The idea to do a SB school started with a mere conversation with a SR3 driver at a recent event. After witnessing how well he drove on the track and I decided to ask for a couple of pointers on a few turns. I figure he should have at least 10 years of driving and racing experiences. Turns out he started the hobby in 2001. Took a 3-day race school, applied for a SCCA race license and since then all he have been doing is just participate in different track/race events. Back then he paid $2700 for the 3-day school.

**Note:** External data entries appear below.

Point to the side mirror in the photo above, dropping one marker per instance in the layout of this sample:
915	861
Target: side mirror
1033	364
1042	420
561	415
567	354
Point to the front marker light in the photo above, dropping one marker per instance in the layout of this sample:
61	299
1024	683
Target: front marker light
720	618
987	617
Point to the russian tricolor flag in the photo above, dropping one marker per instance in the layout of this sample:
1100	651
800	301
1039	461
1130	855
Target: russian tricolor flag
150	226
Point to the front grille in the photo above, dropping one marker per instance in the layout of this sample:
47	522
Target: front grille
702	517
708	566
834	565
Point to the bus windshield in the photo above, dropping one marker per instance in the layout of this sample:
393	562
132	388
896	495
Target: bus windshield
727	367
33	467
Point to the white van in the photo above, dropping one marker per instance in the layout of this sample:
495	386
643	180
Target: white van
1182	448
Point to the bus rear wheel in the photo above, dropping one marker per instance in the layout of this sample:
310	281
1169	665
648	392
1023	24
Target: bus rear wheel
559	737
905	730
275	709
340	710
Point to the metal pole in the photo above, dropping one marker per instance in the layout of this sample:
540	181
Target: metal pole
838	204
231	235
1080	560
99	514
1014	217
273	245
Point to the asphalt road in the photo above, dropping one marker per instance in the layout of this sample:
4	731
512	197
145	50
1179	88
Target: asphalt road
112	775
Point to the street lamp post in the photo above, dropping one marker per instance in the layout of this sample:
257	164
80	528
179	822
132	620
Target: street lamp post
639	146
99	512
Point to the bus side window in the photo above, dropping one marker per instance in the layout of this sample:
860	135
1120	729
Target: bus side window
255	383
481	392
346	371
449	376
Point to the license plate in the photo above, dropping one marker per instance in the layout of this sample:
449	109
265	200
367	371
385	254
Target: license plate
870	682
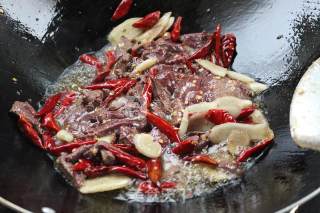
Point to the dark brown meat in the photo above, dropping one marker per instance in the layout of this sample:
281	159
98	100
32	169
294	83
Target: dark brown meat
100	121
26	110
65	162
175	90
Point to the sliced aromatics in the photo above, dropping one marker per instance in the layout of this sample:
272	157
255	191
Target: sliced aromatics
156	30
64	135
257	87
214	69
107	138
145	145
146	64
168	26
236	140
239	77
105	183
230	104
125	29
221	132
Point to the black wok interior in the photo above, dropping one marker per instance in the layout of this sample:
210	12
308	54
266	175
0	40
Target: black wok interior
277	41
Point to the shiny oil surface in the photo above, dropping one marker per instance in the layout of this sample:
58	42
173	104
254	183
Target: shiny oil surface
277	41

At that point, I did a quick computation. I invested almost $6000 (inc motels, gas, etc) in CCA events since 2002 up until Sept 2004. When folks ask what I do for fun, I wished I could swing out a SB cert or a SCCA license from my wallet*. But I have _nothing**_. Not that it's important but with $6000 invested, I could have something in my wallet at the very least. Not just a stack of old gate-passes from the track. Maybe, I am thinking of this differently. :dunno:

*Wallet being metaphorically speaking as a place for safe keeping.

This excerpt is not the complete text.